The current accusations against Velásquez come from far-right groups that formed in support of Álvaro Uribe, who served as Colombia’s president between 2002 and 2010. His allies in Colombia, who seek to weaken the Petro administration, have clung to the unfounded accusations from Guatemala.
“Former president Uribe in Colombia is probably very excited because he likes everything that is anti-Petro and anti-Velásquez,” Rosal suggests.
“Everything that Guatemala is doing also gives fuel to the fire of division in [Colombia],” Rosal says. He adds that Guatemala’s far right likes to say it is “a rightwing country that is defending the rest of the continent from the siege of the left.’”
It’s part of the same thing as [Giammattei] going to visit the president of Ukraine, the actions [in support of Taiwan], and the actions [in support of] Trump are more or less along the same lines.”
Guatemala has seen a systematic assault on the independence of its judicial system. This revenge campaign emerged in the years following former President Jimmy Morales’s targeting of the country’s anti-corruption body CICIG. His administration’s efforts were supported and strengthened by both conservative media and Republicans in the United States. The CICIG officially closed on September 3, 2019.
“In recent years we have seen a series of state-level persecution towards the people who investigated corruption in order to recapture the state,” Carrera says. “Maintaining impunity was an objective that was maintained by all [pro-corruption] actors.”
These efforts have led to the jailing of those who worked with both the CICIG and FECI, and the exile of attorneys general, prosecutors, investigators, and judges who have been involved in or overseen anti-corruption cases.

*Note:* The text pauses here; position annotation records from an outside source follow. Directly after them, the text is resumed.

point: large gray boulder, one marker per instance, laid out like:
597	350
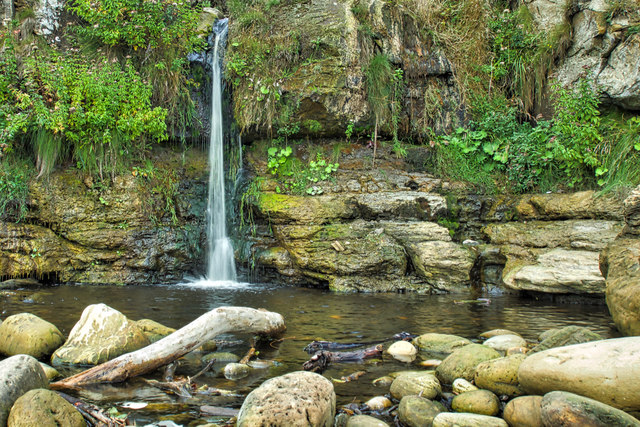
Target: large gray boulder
604	370
101	334
18	375
297	398
26	333
560	408
44	408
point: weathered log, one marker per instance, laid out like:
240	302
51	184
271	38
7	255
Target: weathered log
204	328
322	359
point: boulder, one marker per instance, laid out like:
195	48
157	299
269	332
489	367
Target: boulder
500	375
456	419
605	370
26	333
416	411
439	344
462	363
365	421
620	263
18	375
44	408
502	343
481	402
560	408
101	334
523	411
403	351
297	398
414	383
566	336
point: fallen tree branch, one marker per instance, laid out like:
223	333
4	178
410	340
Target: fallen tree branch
204	328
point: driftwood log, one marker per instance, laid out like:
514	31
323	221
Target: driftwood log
204	328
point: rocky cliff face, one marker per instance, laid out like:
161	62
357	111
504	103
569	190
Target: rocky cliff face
79	231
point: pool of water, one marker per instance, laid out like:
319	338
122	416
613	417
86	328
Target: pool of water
310	314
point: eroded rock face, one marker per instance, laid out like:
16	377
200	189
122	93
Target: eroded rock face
18	375
587	369
101	334
297	398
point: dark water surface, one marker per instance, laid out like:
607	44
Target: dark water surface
309	314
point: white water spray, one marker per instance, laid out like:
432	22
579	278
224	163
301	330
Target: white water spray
221	262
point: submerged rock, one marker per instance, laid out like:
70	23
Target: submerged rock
297	398
44	408
26	333
602	370
415	411
101	334
18	375
560	408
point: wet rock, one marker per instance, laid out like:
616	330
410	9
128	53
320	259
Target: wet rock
462	363
101	334
587	369
26	333
378	403
412	383
44	408
403	351
433	343
495	332
620	263
460	385
18	375
523	411
502	343
500	375
415	411
297	398
566	336
560	408
454	419
365	421
481	402
153	330
236	371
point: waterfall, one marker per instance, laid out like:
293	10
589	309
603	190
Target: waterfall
221	263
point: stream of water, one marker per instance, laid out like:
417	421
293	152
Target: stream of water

Virginia Laparra, a former prosecutor of the FECI, was arrested in February 2022 on charges of abuse of authority for filing a complaint against a judge. She was convicted to four years in prison in December 2022, in a case that has brought international outcry.
Others face criminal prosecution for their part in rooting out corruption in Guatemala. Along with the announcement of the investigation into Velásquez, Curruchiche announced that his office was issuing arrest warrants for former Attorney General Thelma Aldana, former CICIG leadership, including Mayra Veliz, Luis David Gaitán, and Juan Pablo Carrasco de Groote on falsified charges of abuse of authority, obstruction of justice, and conspiracy.
The freezing of diplomatic relations with Colombia also has the potential to significantly affect foreign direct investment in Guatemala, especially as Colombia represents a major source of investment in Guatemala.
According to the Guatemalan Central Bank, investments from Colombia represented the majority of investments in the country in 2022, investing $175.2 million dollars. In comparison, investments from the United States were $121.4 million dollars.
Threatening such a significant source of income, the conflict provoked by those trying to destroy the legacy of anti-corruption efforts will only serve to further isolate Guatemala in the region.
“It’s very terrible damage [to the country],” Rosal says. “What these actions do is isolate us more. We are an unreliable country. We are a country where [it is not desirable] to invest, because it is a high risk. We are a country where you are not even willing to do anything.”